The four boys can be placed in 4! ways.
The four girls can be placed in 4! ways.

Therefore, there are: .$\displaystyle 2 \times 4! \times 4! \;=\;\boxed{1152}$ ways.

b) 2 particular girls wish to stand together.
Suppose the two girls are $\displaystyle X$ and $\displaystyle Y.$

Duct-tape them together.
Note that there are 2 possible orders: .$\displaystyle XY\,\text{ or }\,YX.$

Now we have seven "people" to arrange: .$\displaystyle \boxed{XY}\,,G,G,B,B,B,B$
. . and they can be arranged in $\displaystyle {\color{blue}7!}$ ways.

Therefore, there are: .$\displaystyle 2 \times 71\;=\;\boxed{10,080}$ ways.

c) All the boys stand together.
Duct-tape the four boys together.
. . Note that there are 4! possible orders.

Now we have five "people" to arrange.
. . There are $\displaystyle 5!$ ways.

Therefore, there are: .$\displaystyle 4! \times 5! \:=\:\boxed{2880}$ ways.

d) Find the probability that 3 particular people will be together
if the queue forms randomly.
First of all, there are 8! possible arrangements.

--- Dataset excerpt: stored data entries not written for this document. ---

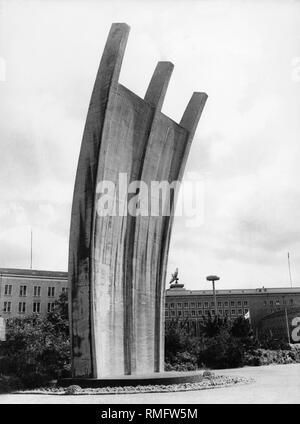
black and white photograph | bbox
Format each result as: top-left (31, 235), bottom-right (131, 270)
top-left (0, 0), bottom-right (300, 412)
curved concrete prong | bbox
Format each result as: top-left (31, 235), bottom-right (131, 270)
top-left (180, 92), bottom-right (208, 139)
top-left (69, 22), bottom-right (130, 379)
top-left (89, 23), bottom-right (130, 111)
top-left (144, 61), bottom-right (174, 111)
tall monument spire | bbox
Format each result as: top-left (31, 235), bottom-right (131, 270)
top-left (68, 23), bottom-right (207, 378)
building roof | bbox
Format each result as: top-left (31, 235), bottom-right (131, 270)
top-left (166, 286), bottom-right (300, 296)
top-left (0, 268), bottom-right (299, 293)
top-left (0, 268), bottom-right (68, 280)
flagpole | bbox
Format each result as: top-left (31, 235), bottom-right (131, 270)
top-left (287, 252), bottom-right (292, 288)
top-left (285, 306), bottom-right (291, 344)
top-left (30, 229), bottom-right (33, 270)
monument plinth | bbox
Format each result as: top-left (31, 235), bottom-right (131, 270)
top-left (68, 23), bottom-right (207, 380)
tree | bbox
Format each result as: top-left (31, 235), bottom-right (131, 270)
top-left (164, 315), bottom-right (257, 370)
top-left (199, 314), bottom-right (230, 337)
top-left (164, 319), bottom-right (198, 370)
top-left (47, 291), bottom-right (69, 336)
top-left (230, 316), bottom-right (258, 350)
top-left (230, 316), bottom-right (252, 338)
top-left (165, 318), bottom-right (190, 361)
top-left (0, 293), bottom-right (70, 388)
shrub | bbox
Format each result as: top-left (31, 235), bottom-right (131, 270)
top-left (245, 347), bottom-right (300, 366)
top-left (165, 319), bottom-right (197, 362)
top-left (165, 316), bottom-right (257, 371)
top-left (0, 293), bottom-right (70, 388)
top-left (0, 374), bottom-right (23, 394)
top-left (200, 315), bottom-right (230, 338)
top-left (165, 350), bottom-right (198, 371)
top-left (197, 330), bottom-right (245, 369)
top-left (259, 335), bottom-right (291, 351)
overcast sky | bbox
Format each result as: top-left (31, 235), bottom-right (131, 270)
top-left (0, 0), bottom-right (300, 290)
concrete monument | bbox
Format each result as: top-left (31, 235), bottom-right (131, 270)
top-left (68, 23), bottom-right (207, 379)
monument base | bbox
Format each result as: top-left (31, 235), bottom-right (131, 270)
top-left (59, 371), bottom-right (207, 388)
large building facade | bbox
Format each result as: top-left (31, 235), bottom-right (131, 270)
top-left (165, 282), bottom-right (300, 338)
top-left (0, 268), bottom-right (68, 318)
top-left (1, 267), bottom-right (300, 342)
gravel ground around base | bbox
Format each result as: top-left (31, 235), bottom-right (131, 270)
top-left (14, 375), bottom-right (253, 395)
top-left (1, 363), bottom-right (299, 403)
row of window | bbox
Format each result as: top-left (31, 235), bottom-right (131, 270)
top-left (167, 300), bottom-right (248, 309)
top-left (263, 299), bottom-right (294, 306)
top-left (3, 284), bottom-right (68, 297)
top-left (3, 301), bottom-right (56, 314)
top-left (165, 308), bottom-right (249, 318)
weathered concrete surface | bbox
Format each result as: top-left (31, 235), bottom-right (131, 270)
top-left (69, 23), bottom-right (207, 378)
top-left (69, 23), bottom-right (130, 378)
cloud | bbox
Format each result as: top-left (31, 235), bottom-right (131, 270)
top-left (0, 1), bottom-right (300, 289)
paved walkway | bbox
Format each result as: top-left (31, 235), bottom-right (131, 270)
top-left (0, 363), bottom-right (299, 404)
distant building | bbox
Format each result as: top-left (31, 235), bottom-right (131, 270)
top-left (0, 268), bottom-right (68, 318)
top-left (258, 306), bottom-right (300, 341)
top-left (1, 268), bottom-right (300, 343)
top-left (165, 281), bottom-right (300, 339)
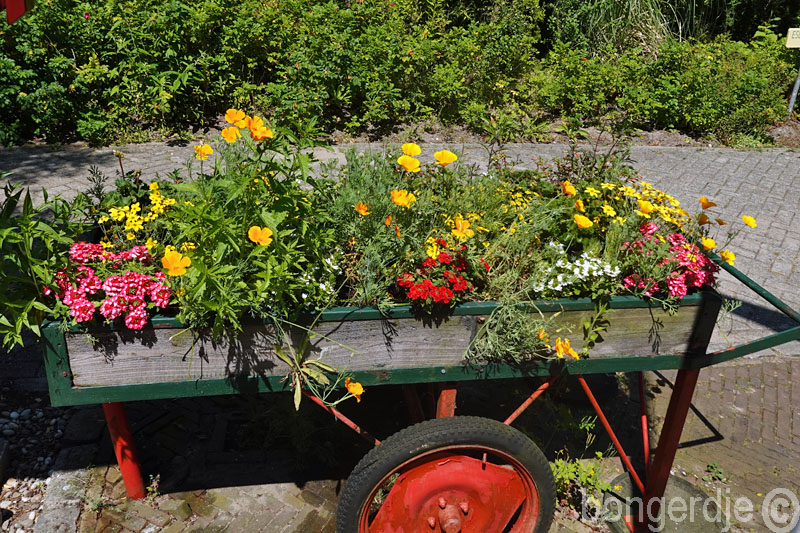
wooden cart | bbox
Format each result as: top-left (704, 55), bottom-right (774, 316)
top-left (41, 257), bottom-right (800, 532)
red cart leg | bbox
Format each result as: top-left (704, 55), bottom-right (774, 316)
top-left (436, 383), bottom-right (457, 418)
top-left (641, 368), bottom-right (700, 526)
top-left (102, 402), bottom-right (146, 500)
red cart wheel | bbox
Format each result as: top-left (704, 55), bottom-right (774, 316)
top-left (337, 416), bottom-right (555, 532)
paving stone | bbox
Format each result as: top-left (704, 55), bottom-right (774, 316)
top-left (124, 500), bottom-right (172, 527)
top-left (158, 499), bottom-right (192, 521)
top-left (160, 521), bottom-right (186, 533)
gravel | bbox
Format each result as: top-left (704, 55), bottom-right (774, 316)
top-left (0, 388), bottom-right (75, 533)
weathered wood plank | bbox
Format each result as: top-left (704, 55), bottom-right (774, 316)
top-left (68, 302), bottom-right (714, 388)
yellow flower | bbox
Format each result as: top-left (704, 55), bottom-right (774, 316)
top-left (574, 199), bottom-right (585, 212)
top-left (698, 196), bottom-right (717, 209)
top-left (614, 216), bottom-right (627, 225)
top-left (98, 216), bottom-right (109, 224)
top-left (401, 143), bottom-right (421, 156)
top-left (100, 240), bottom-right (113, 250)
top-left (397, 155), bottom-right (421, 173)
top-left (344, 377), bottom-right (364, 402)
top-left (248, 226), bottom-right (274, 246)
top-left (224, 108), bottom-right (246, 125)
top-left (221, 126), bottom-right (242, 143)
top-left (145, 237), bottom-right (158, 251)
top-left (720, 249), bottom-right (735, 266)
top-left (574, 214), bottom-right (593, 229)
top-left (451, 215), bottom-right (475, 240)
top-left (637, 200), bottom-right (655, 215)
top-left (537, 329), bottom-right (549, 342)
top-left (434, 150), bottom-right (457, 166)
top-left (561, 181), bottom-right (576, 196)
top-left (585, 187), bottom-right (600, 198)
top-left (109, 207), bottom-right (126, 221)
top-left (347, 237), bottom-right (356, 247)
top-left (554, 337), bottom-right (579, 360)
top-left (180, 242), bottom-right (196, 252)
top-left (425, 237), bottom-right (440, 259)
top-left (742, 215), bottom-right (757, 228)
top-left (194, 144), bottom-right (213, 161)
top-left (391, 189), bottom-right (417, 208)
top-left (149, 182), bottom-right (159, 192)
top-left (126, 232), bottom-right (135, 240)
top-left (354, 202), bottom-right (370, 216)
top-left (701, 237), bottom-right (716, 250)
top-left (602, 204), bottom-right (616, 217)
top-left (162, 250), bottom-right (191, 276)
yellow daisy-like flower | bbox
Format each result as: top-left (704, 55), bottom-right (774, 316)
top-left (125, 232), bottom-right (135, 241)
top-left (109, 207), bottom-right (126, 221)
top-left (701, 237), bottom-right (716, 251)
top-left (720, 249), bottom-right (735, 266)
top-left (401, 143), bottom-right (421, 156)
top-left (742, 215), bottom-right (757, 228)
top-left (194, 144), bottom-right (213, 161)
top-left (145, 237), bottom-right (158, 251)
top-left (451, 215), bottom-right (475, 240)
top-left (585, 187), bottom-right (600, 198)
top-left (602, 204), bottom-right (616, 217)
top-left (149, 181), bottom-right (159, 191)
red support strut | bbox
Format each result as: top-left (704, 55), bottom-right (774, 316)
top-left (436, 383), bottom-right (457, 418)
top-left (638, 372), bottom-right (650, 472)
top-left (504, 376), bottom-right (557, 425)
top-left (642, 369), bottom-right (700, 522)
top-left (101, 402), bottom-right (146, 500)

Suppose the three people are $\displaystyle X, Y\text{ and }Z.$
Duct-tape them together: .$\displaystyle \boxed{XYZ}$
. . Note that there are 3! orderings.

Now we have six "people" to arrange,
. . and there are 6! ways.

Hence, there are: .$\displaystyle {\color{red}3!\times6!}$ ways for $\displaystyle X,Y,Z$ to be together.

Therefore, the probability is: .$\displaystyle \frac{3!\cdot6!}{8!} \;=\;\boxed{\frac{3}{28}}$

3. Thanks very much. Now I have another problem;

A school committee is to be made up of 5 teachers, 4 students and 3 parents.

a) If 12 teachers, 25 students and 7 parents apply to be on the committee, which is chosen at random, how many possible committees could be formed?

This part I've figured out. The answer is $\displaystyle 350 658 000$.

b) If Jan and her mother both apply, find the probability that both will be chosen for the committee.

This part I'm not sure how to do. The answer is apparently $\displaystyle \frac{3036}{44275}$.

4. I figured out the last question. As it turns out, $\displaystyle \frac{3036}{44275}$ simplifies to $\displaystyle \frac{12}{175}$, which was the answer I was getting.

Now I have a new problem;

A sample of 3 coins is taken at random from a bag containing 8 ten cent coins and 8 twenty cent coins. Find the probability that a particular ten cent coin will be chosen, if 1 twenty cent and 2 ten cent coins are chosen.